ATI has a dx11 part that will take the crown... and nvidia is saying that DX11 wont matter ?!?:roll::roll::roll:
These are the same muppets that told us all that physX matters.:nutkick: LOL. They haven't learned their lesson with DX10, they are just trying to convince their investors not to jump ship BC they don't have a competing part. This is a business move, plain and simple... Just trying to minimize the pain until they can compete.
I believe that their market share lost was initiated by the G80 released with no answer from ATI. Compounded by the HD 2900 release, more or less. Today, AMD is currently still trying to recover from "that". Now all of sudden we are to forget what happened and say that the DX11 is nice but not all that important. :shadedshu Yes, we know that market conditions during that time and now are completely different. However, if AMD is able to adapt and compensate for that I see no reason why they wouldn't do well.
As by mid \ end of next year DX11 will COUGH should be more worth it as more games will be out for it. Although with the said boost makes it more temping but tell ya the truth i've played all games i want to play already and what are giving a issue is more CPU bound than GPU.
Stupid to buy a DX10 card now ? but that depends on what card they have now. BUT DX11 cards are going be like $250-$300+. So they could get a DX10 card for around $150 and by mid\end of next year if DX11 is more exceptable you get one but the price is going be cheaper to get one. And there be a reason to get one.
I'm a gamer so thats my view on it. I do very few benchmarks as thats not what i get faster hardware for.
Sure if you have a lower end card it's going be more worth but if you already have a card like the 285 or the 4890 there is no need if your a gamer..
What nVidia are doing is saying to all those people that think that DX11 will make a huge difference is - hey you don't need DX11 just yet, here we'll (well i would think they would) cut the price on our cards that still perform pretty damn well.
He wasn't happy when he found out that his GTX 380M was based on 40 nm G92c. That aside, let's get back on track.
nVidia: DX11? Phew, let's concentrate on whats important- the Powerpoint slides.
Um no, going from 120 to 125 isn't worth anything, correct, but stopping performance going from 60 to 30 IS worth something.
Compute side is all well and good, because without it, 'special' visuals won't work effeciently, but to say that pure computing is necessary is a bit premature.
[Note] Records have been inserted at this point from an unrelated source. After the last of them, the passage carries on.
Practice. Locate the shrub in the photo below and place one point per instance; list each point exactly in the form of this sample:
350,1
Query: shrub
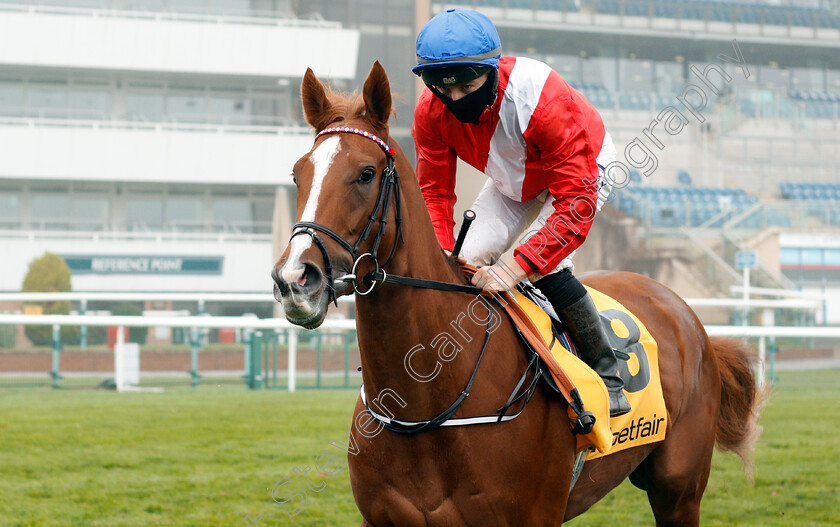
48,274
7,336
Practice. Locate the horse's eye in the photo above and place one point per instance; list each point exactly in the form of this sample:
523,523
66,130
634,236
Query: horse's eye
367,175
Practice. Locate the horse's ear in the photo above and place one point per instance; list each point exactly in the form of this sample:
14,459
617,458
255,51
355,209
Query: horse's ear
377,96
316,103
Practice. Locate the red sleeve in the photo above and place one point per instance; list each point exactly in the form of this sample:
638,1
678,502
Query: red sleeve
436,165
568,160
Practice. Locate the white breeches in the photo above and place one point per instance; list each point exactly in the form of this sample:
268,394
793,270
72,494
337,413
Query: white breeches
501,221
Hopefully he's hinting and suggesting what we want to see in the near future, which is real time vector drawing, rather than pre-rendered visuals. But that would require cards with massive computing flexibility, like the FIRE GL types used in AutoCAD programs.
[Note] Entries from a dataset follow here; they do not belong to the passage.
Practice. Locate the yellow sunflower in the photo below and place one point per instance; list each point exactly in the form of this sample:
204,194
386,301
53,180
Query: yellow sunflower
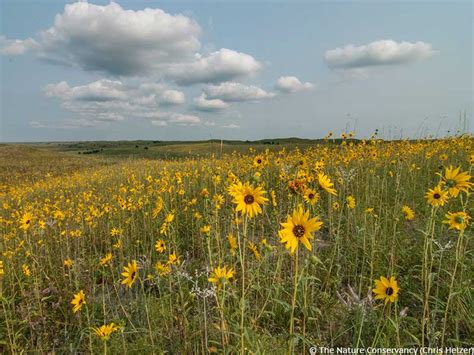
326,184
437,196
221,275
160,246
78,301
386,289
408,212
249,199
457,220
104,331
130,273
456,181
25,221
298,228
106,259
259,161
351,203
311,196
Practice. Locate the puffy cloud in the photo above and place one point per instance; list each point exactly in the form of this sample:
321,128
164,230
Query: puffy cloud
100,90
219,66
201,103
163,118
117,41
121,42
231,126
108,100
231,91
172,97
12,47
290,84
383,52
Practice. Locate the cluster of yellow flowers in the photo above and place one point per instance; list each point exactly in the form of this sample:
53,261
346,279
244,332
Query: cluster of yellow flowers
120,213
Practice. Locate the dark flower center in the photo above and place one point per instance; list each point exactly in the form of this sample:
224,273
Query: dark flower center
450,183
298,231
249,199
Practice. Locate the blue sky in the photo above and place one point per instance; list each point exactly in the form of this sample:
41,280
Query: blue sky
233,69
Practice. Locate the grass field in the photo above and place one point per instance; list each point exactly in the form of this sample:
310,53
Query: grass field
235,247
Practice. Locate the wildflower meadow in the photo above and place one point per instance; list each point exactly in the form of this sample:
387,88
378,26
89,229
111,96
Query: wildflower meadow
252,249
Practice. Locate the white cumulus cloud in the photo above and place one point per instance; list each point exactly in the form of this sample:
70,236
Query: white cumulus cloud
383,52
13,47
112,100
232,91
202,103
219,66
290,84
116,41
172,97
But still, stop making cards that do give you 125fps over 120fps, and start making ones that don't cower in fear at a few dynamic shadows in a 3d program. Then worry about 'compute' cards.
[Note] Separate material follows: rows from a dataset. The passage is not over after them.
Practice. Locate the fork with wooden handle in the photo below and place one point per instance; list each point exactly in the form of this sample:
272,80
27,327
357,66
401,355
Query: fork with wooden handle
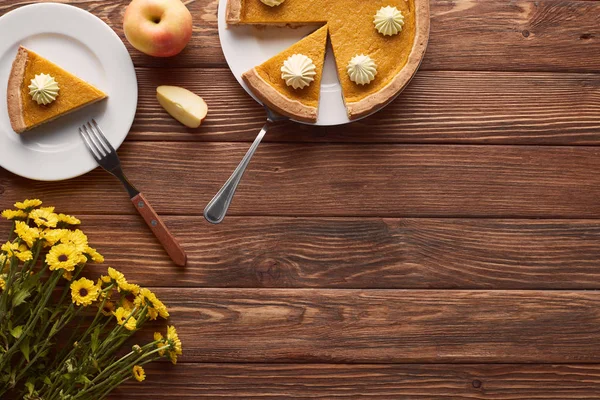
106,156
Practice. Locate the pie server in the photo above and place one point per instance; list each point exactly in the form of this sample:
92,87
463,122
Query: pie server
216,209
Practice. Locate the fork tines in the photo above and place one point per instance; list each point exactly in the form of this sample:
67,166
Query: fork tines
95,140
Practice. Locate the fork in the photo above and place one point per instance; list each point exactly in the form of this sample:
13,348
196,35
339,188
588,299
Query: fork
215,210
106,156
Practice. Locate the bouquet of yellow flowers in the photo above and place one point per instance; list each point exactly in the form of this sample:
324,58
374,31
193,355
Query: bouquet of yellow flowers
62,336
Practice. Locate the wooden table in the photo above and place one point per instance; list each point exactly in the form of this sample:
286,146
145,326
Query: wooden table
447,247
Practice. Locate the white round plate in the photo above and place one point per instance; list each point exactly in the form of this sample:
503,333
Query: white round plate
85,46
246,47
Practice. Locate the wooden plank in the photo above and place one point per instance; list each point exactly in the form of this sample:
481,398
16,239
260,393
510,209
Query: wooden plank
326,381
437,107
385,326
340,180
520,35
355,253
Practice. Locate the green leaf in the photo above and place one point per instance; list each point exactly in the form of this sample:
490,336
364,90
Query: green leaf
24,347
30,386
17,331
95,336
20,297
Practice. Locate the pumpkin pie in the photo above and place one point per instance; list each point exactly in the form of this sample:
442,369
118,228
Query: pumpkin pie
24,112
352,32
266,82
developer.amd.com/gpu/ATIStreamSDK/pages/TutorialOpenCL.aspx
Don't be naive and pretend that the gaming crowd is anywhere close to that installed base of users wanting some acceleration in video encoding, Photoshop and the like. Nvidia is talking about that. The capable software it's here already and it does make a difference, and much more is coming in the near future. The GPU is going to be more than a mere gaming device and that will sell more cards, simply because as I said the volume of non-gamer crowd is much much bigger than the gamer one. And considering the WoW and Sims crowd, that doesn't even know what DX is to begin with, you can pretty much disqualify half the gamer crowd as people waiting for DX11.
At the end of the day only enthusiasts care and know about DX11, and probably only half of them will buy the new cards based on DX11, because we know it will mean squat, at least in first tittles and multi-platform titles. So that leaves us with a number of around 2%. That's the percentage of people that will buy a card caring about DX11. The rest will buy the hardware for something else, but not DX11.